Contoh: Si B meminjamkan
uang sebesar Rp 1 juta pada si A, lalu disyaratkan mengembalikan Rp 1,2 juta
rupiah, atau disyaratkan selama peminjaman, rumah si A digunakan oleh si B
(pemberi utang). Hal ini berlaku riba qordh karena para ulama sepakat,
“Setiap utang yang ditarik keuntungan, maka itu adalah riba”.
Jual Beli yang Mengandung Riba
Setelah kita memahami hal
di atas, selanjutnya kita akan melihat beberapa contoh jual beli yang
mengandung riba yaitu sebagai berikut:
1. Jual beli ‘inah
Ada beberapa definisi
mengenai jual beli ‘inah yang disampaikan oleh para ulama. Definisi yang paling
masyhur adalah seseorang menjual barang secara tidak tunai kepada seorang
pembeli, kemudian ia membelinya lagi dari pembeli tadi secara tunai dengan
harga lebih murah. Tujuan dari transaksi ini adalah untuk mengakal-akali supaya
mendapat keuntungan dalam transaksi utang piutang.
Semisal, pemilik tanah
ingin dipinjami uang oleh si miskin. Karena saat itu ia belum punya uang tunai,
si empunya tanah katakan pada si miskin, “Saya jual tanah ini kepadamu secara
kredit sebesar 200 juta dengan pelunasan sampai dua tahun ke depan”.

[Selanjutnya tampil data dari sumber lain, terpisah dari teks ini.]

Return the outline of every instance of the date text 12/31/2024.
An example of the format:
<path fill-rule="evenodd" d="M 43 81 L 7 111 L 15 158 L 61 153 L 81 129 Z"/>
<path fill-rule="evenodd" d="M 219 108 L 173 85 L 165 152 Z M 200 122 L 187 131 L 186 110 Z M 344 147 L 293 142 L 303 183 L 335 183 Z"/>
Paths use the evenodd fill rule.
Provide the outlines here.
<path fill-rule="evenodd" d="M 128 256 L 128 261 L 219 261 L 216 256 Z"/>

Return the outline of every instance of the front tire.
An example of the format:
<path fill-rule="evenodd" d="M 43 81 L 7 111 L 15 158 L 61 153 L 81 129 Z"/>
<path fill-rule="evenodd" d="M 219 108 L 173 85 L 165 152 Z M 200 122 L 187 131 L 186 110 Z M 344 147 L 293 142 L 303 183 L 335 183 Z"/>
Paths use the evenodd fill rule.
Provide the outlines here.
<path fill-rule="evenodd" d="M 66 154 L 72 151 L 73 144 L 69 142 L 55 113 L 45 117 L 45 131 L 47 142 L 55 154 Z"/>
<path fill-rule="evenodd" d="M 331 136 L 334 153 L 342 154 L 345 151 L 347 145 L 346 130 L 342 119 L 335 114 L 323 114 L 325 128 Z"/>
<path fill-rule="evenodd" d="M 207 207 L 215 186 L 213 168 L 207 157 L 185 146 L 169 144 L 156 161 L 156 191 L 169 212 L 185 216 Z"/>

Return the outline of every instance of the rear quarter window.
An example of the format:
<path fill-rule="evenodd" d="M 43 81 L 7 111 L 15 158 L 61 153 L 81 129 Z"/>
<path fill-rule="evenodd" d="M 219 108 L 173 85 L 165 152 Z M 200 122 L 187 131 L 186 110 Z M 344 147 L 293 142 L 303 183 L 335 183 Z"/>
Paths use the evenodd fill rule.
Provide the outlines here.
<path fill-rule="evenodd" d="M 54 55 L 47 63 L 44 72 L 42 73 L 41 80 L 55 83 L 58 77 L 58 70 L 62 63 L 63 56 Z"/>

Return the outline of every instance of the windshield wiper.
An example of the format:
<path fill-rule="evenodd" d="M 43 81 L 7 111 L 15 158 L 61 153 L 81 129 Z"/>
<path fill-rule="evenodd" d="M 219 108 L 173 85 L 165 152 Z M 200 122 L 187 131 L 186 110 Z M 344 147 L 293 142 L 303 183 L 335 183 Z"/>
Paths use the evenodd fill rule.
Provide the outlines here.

Sebulan setelah itu, si empunya tanah katakan pada si miskin, “Saat ini saya
membeli tanah itu lagi dengan harga 170 juta secara tunai.”
Artinya di sini, si
pemilik tanah sebenarnya melakukan akal-akalan. Ia ingin meminjamkan uang 170
juta dengan pengembalian lebih menjadi 200 juta. Tanah hanya sebagai perantara.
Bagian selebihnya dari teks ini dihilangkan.